[Gabon] Entreprise/Industrie : la première usine de Formaldéhyde de la région CEMAC s’implante à Nkok

 [Gabon] Entreprise/Industrie : la première usine de Formaldéhyde de la région CEMAC s’implante à Nkok

C’est le 1er septembre dernier, que la nouvelle société Windson Resins & Chimicals SARL s’est  établi à la zone économique spéciale de Nkok.

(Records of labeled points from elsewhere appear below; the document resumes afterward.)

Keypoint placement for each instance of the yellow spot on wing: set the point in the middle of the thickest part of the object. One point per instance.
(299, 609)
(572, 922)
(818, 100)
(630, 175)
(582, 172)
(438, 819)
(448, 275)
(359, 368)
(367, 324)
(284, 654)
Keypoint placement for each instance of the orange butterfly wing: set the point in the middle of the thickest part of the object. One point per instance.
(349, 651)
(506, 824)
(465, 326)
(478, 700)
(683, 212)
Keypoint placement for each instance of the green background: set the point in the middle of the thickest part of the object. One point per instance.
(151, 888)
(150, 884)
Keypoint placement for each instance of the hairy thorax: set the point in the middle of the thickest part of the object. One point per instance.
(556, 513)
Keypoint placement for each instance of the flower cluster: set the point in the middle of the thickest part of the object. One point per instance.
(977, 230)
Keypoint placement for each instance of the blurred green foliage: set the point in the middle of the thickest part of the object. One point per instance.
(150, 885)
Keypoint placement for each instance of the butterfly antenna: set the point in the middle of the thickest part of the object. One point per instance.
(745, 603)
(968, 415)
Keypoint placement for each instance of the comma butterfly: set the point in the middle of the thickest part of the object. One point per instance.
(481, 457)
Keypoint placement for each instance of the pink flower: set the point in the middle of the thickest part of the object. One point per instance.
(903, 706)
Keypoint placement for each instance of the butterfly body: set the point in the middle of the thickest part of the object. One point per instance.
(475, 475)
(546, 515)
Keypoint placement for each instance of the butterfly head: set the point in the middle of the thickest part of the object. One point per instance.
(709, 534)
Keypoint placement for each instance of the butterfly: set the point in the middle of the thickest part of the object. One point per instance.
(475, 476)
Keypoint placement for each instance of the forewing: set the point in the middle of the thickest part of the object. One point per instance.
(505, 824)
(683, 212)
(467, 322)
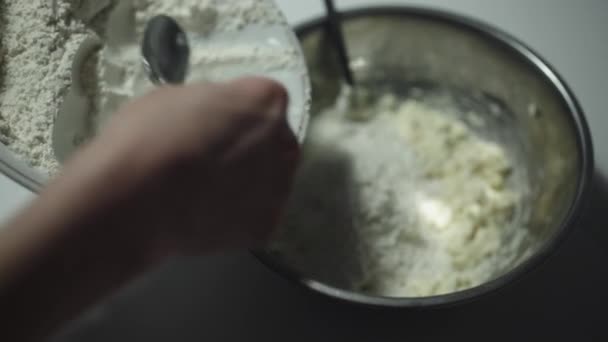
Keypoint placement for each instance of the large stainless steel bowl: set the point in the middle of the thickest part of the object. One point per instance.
(540, 122)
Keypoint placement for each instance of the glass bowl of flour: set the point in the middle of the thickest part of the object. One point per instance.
(58, 93)
(457, 164)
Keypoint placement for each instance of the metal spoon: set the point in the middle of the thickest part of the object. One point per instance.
(165, 50)
(337, 36)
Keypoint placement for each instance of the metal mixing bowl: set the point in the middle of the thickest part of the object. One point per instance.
(537, 119)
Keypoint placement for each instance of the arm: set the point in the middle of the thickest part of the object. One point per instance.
(184, 170)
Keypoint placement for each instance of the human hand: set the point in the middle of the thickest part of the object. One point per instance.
(196, 168)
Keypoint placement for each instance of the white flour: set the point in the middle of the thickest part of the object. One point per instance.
(410, 203)
(37, 49)
(227, 40)
(35, 59)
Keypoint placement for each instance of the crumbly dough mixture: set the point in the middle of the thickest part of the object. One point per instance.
(396, 198)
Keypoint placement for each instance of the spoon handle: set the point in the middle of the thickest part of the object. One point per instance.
(337, 36)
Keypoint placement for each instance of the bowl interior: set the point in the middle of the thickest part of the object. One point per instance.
(529, 113)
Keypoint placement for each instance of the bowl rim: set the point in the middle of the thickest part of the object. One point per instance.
(584, 146)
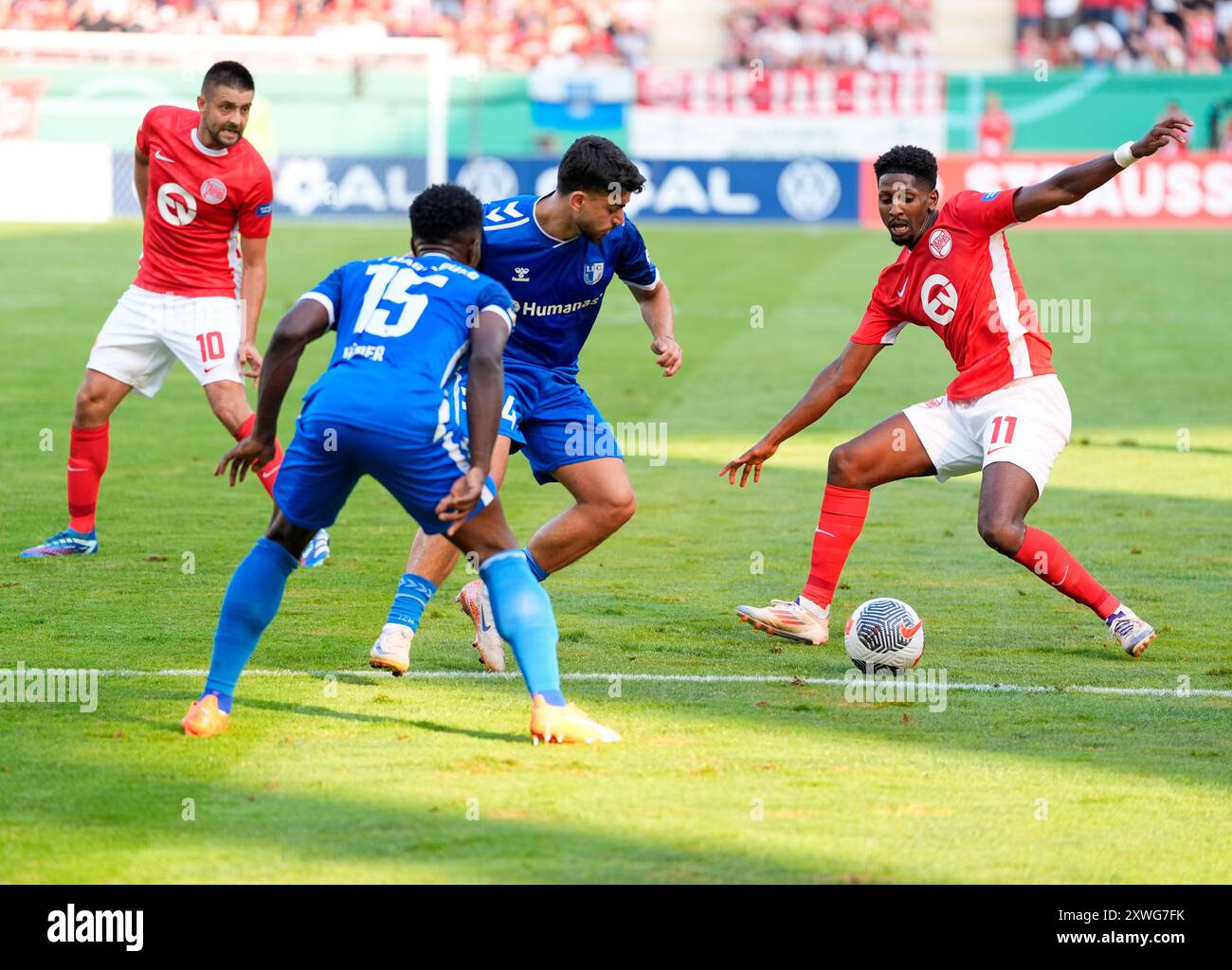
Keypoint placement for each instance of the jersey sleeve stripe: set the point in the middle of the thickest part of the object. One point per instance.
(323, 300)
(505, 225)
(1006, 307)
(501, 313)
(649, 286)
(892, 333)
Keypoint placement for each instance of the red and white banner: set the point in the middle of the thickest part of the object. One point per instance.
(1187, 192)
(784, 114)
(792, 91)
(19, 106)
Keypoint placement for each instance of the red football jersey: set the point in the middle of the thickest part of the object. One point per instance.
(201, 200)
(960, 280)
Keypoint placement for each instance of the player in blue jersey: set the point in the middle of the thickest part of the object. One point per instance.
(555, 255)
(385, 407)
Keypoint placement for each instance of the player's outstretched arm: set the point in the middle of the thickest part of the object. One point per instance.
(484, 394)
(656, 305)
(303, 323)
(833, 383)
(1078, 181)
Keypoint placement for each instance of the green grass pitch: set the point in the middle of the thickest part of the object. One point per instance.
(356, 778)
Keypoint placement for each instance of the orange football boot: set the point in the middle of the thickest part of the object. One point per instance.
(204, 718)
(567, 726)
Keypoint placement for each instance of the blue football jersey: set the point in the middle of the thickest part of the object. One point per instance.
(557, 284)
(403, 330)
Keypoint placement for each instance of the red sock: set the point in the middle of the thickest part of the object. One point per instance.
(842, 513)
(1047, 559)
(87, 460)
(269, 472)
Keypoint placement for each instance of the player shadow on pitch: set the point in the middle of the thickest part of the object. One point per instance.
(317, 827)
(1126, 444)
(315, 710)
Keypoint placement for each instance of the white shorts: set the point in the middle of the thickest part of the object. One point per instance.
(1026, 422)
(147, 332)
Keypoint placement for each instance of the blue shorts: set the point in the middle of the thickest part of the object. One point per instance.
(549, 416)
(327, 458)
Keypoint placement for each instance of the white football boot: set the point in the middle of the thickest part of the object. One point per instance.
(807, 623)
(475, 602)
(392, 649)
(1133, 633)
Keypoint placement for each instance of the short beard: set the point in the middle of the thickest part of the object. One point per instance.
(217, 135)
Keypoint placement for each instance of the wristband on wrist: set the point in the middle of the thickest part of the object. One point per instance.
(1124, 155)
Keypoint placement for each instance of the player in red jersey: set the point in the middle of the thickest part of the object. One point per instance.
(197, 296)
(1006, 412)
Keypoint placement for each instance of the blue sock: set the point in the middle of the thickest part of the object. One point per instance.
(253, 597)
(408, 604)
(524, 618)
(537, 571)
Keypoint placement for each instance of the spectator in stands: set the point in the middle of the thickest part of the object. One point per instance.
(1096, 42)
(1226, 138)
(504, 33)
(875, 35)
(1150, 35)
(1060, 17)
(1163, 44)
(996, 130)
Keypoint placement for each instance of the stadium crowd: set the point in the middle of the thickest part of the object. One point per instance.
(505, 33)
(878, 35)
(1126, 35)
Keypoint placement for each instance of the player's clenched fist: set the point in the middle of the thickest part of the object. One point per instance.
(462, 498)
(752, 461)
(668, 354)
(1173, 128)
(249, 360)
(251, 451)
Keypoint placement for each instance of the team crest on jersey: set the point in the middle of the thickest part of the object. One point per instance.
(213, 191)
(940, 242)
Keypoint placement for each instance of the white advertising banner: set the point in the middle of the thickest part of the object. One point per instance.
(54, 182)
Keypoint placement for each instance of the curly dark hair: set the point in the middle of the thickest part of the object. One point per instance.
(595, 164)
(908, 160)
(228, 74)
(444, 212)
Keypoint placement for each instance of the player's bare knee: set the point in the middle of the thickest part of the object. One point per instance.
(842, 469)
(621, 509)
(91, 407)
(230, 407)
(1001, 533)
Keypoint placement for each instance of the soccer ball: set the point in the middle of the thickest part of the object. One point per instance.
(885, 636)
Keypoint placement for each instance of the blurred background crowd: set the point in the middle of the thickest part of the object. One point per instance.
(1126, 35)
(878, 35)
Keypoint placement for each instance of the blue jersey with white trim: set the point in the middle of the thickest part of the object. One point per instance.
(403, 330)
(557, 284)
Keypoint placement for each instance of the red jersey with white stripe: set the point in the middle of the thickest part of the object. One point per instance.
(960, 282)
(201, 200)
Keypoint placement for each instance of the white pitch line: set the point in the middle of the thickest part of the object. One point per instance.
(448, 674)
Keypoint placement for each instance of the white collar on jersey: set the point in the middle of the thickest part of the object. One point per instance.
(534, 217)
(214, 153)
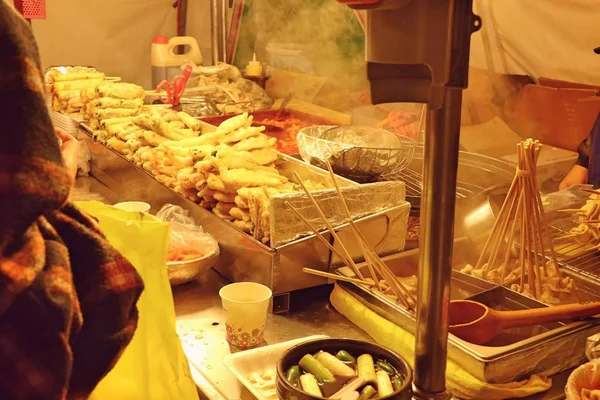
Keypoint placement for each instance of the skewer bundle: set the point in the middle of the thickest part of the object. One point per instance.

L’implantation de cette structure a favorisé la première importation de Méthanol au Gabon, qui est un produit de base pour la production de la colle utilisée dans le placage des contreplaqués.

On parle bien entendu de ce qu’on considère être là première usine de production de Formaldéhyde et de résine de la région CEMAC.

C’est dire que pour arriver à réaliser sa production de Formaldéhyde, l’usine Windson  Resins a eu besoin du soutien du Ministère du Pétrole, de la DGH et de la SGEPP pour entreprendre avec succès la première importation de 2000 tonnes métriques de Méthanol dans le pays.

À cet effet, le chargement de méthanol en provenance d’Atlantic Méthanol Production  Compagny LLC (Guinée-Équatoriale), a été réceptionné au New Owendo International Port  (NOIP), le 20 août 2021 avant d’être stocké au parc de stockage GLSY.

Par ailleurs, il faut savoir que la production du Formaldéhyde et de la résine à la zone économique spéciale de Nkok assurerait plusieurs avantages au Gabon dans le secteur bois notamment.

Du reste, l’usine de Windson Resins &  Chemicals a une capacité de production de Formaldéhyde et de résine de 135 MT/jour pour une utilisation de méthanol de 45 MT/jour. Cette capacité peut permettre de produire environ 330 000 M³ de contreplaqué par an. Sachant que la nouvelle société ainsi indiquée, commencera également la production de résine en poudre d’ici fin 2022, qui est aussi la période où sa production devrait monter en régime avec la perspective d’exporter cette production dans les pays CEMAC ainsi qu’en Afrique de l’Ouest. 

Pour ce faire, Windson Resins & Chemicals SARL aura besoin d’importer entre 2 000 et 3 000  tonnes métriques de méthanol tous les deux mois.